RIAUTODAYS, Tembilahan - Kasus dugaan pemerasan dan penipuan oleh oknum wartawan di Tembilahan kembali menuai sorotan publik. Polemik muncul terkait apakah tindakan yang dilakukan wartawan tersebut benar-benar tergolong pemerasan dan penipuan atau sekadar transaksi profesional antara kedua pihak.
Terlebih, berita yang beredar menyebutkan adanya kesepakatan antara pihak kepala sekolah dengan wartawan terkait publikasi berita berbayar tanpa unsur paksaan.
Meskipun demikian, kedua wartawan tersebut kini telah ditahan oleh pihak Polres Inhil berdasarkan proses hukum yang sedang berlangsung.
Penahanan ini menuai beragam reaksi, terutama dari rekan-rekan media yang mempertanyakan kesesuaian kasus tersebut dengan nota kesepahaman (MoU) antara Kapolri dan Dewan Pers, yang mengatur penanganan perkara wartawan dalam masalah pemberitaan.
Beberapa pihak menyebut ini sebagai kriminalisasi terhadap pers, sementara lainnya menganggap kasus ini merupakan pidana murni.
Pernyataan dari seorang advokat bernama Maryanto, SH yang mendukung langkah Polres Inhil sebagai langkah yang sudah sesuai prosedur, menimbulkan respon dari Andang Yudiantoro, SH, MH, advokat yang mewakili salah satu wartawan dalam kasus ini.
Menanggapi pernyataan tersebut, Andang mengatakan bahwa komentar Maryanto hanya normatif dan seharusnya Maryanto lebih fokus kepada alasan pelaporan oleh kliennya, Kepala Sekolah SMPN 1 Tembilahan Hulu, daripada ikut mengomentari tindakan aparat kepolisian.
“Pernyataan Maryanto itu normatif menurut saya, tidak ada yang luar biasa.

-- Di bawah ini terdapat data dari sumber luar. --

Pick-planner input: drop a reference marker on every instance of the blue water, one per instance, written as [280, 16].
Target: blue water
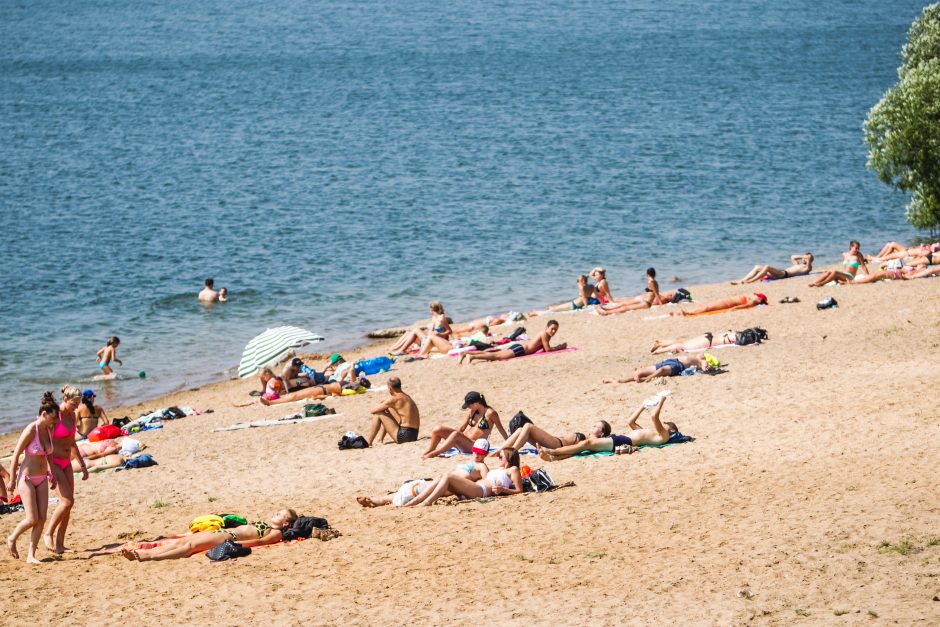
[339, 164]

Malah terkesan aneh karena beliau adalah pengacara kepala sekolah, bukan pihak kepolisian. Cukuplah Humas Polres atau Kasat Reskrim yang menjelaskan soal penegakan hukum di Polres,” ujar Andang. Pernyataan tersebut diiringi tawa beberapa wartawan yang tengah berbincang santai dengannya.
Andang menambahkan bahwa seharusnya Maryanto cukup menjelaskan alasan pelaporan kliennya beserta bukti dugaan pemerasan dan penipuan sesuai hukum. “Jangan sok mau jadi pahlawan pihak kepolisian, karena polisi sudah punya mekanisme penjelasan sendiri," tambahnya.

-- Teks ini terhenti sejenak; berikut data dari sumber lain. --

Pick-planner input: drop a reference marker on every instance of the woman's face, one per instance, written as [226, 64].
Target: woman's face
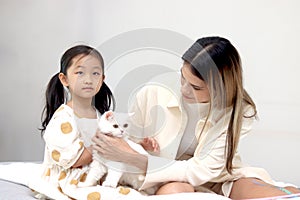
[193, 89]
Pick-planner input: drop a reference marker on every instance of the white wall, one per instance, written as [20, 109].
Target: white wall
[35, 34]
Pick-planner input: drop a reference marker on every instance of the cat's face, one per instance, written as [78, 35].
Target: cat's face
[109, 125]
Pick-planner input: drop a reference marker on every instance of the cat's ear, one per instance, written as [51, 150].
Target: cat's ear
[109, 115]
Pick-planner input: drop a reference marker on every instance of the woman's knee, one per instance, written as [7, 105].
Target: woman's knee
[175, 187]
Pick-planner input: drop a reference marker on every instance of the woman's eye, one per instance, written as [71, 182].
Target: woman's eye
[79, 72]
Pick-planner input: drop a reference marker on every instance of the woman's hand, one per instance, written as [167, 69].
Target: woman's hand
[117, 149]
[150, 144]
[111, 148]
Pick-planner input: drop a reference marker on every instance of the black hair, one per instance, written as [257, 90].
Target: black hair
[55, 93]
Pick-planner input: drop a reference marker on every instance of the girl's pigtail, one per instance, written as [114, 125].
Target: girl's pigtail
[54, 98]
[104, 99]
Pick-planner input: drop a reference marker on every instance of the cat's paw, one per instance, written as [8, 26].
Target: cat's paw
[86, 184]
[110, 184]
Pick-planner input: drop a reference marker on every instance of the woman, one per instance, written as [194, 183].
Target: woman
[198, 132]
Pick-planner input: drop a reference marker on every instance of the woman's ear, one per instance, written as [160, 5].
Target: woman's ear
[63, 79]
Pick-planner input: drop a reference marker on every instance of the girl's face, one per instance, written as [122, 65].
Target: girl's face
[193, 89]
[84, 77]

Ketika ditanya apakah pernyataan Maryanto bermotif pencitraan, Andang berkomentar bahwa Maryanto justru terlihat seperti "ingin menjadi pahlawan bagi polisi." "Ini istilahnya seperti ‘angkat telur’, terkesan Maryanto lebih ingin membela polisi daripada kliennya sendiri," pungkasnya sambil tertawa.
Kasus ini masih menjadi perhatian publik di Tembilahan, khususnya di kalangan media. Rasa penasaran akan fakta hukum yang melatarbelakangi penahanan wartawan tersebut terus berlanjut, menunggu proses hukum yang akan menetapkan kebenaran dari kedua belah pihak. (*)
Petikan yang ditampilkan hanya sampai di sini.